Nature reserve in Santa Barbara County, California

Sedgwick Reserve is a 5896 acre nature reserve in Santa Barbara County, California, United States. It is located in the San Rafael Mountains, 35 miles north of Santa Barbara near the town of Santa Ynez. Formerly part of Rancho La Laguna, the reserve is now used for natural science research and education as it includes a wide range of native ecosystems, such as vernal pools, chaparral, and coastal sage scrub.

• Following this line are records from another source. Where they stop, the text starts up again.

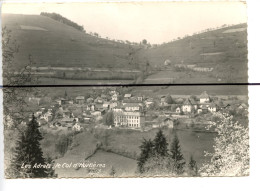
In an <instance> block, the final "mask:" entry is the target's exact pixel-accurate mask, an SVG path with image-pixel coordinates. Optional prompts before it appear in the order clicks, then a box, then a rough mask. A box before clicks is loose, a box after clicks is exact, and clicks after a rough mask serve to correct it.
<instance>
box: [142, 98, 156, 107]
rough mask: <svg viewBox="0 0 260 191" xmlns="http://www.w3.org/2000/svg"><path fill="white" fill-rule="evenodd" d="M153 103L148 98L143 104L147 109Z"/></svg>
mask: <svg viewBox="0 0 260 191" xmlns="http://www.w3.org/2000/svg"><path fill="white" fill-rule="evenodd" d="M153 103H154V101H153V99H152V98H148V99H146V100H145V102H144V104H145V106H146V107H147V108H149V107H150V106H151V105H152V104H153Z"/></svg>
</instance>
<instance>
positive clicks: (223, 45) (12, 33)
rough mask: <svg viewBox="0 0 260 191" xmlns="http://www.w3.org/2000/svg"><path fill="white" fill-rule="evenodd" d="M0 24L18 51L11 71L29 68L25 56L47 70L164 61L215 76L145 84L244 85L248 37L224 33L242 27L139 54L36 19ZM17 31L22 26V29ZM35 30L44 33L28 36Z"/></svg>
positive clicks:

Administered by the University of California, Santa Barbara, it is a unit of the University of California Natural Reserve System. The reserve hosts researchers, classes, and relevant meetings at a small complex of buildings in the field station. The reserve does not have public hiking trails, and is closed to the public except for registered and ticketed events.

The reserve hosted the Prescribed Fire Training Exchange (TREX) held November 12-19, 2022 and November 10-19, 2023 with a controlled fire by firefighters. The training on how to safely conduct prescribed burns, seminars on local fire ecology, and tribal burning included Santa Barbara County Fire Department, employees of the Santa Ynez Band of Chumash Indians, The Nature Conservancy, University of California Agriculture and Natural Resources, Vandenberg Space Force Base, scientists, ranchers, students, researchers, and land managers.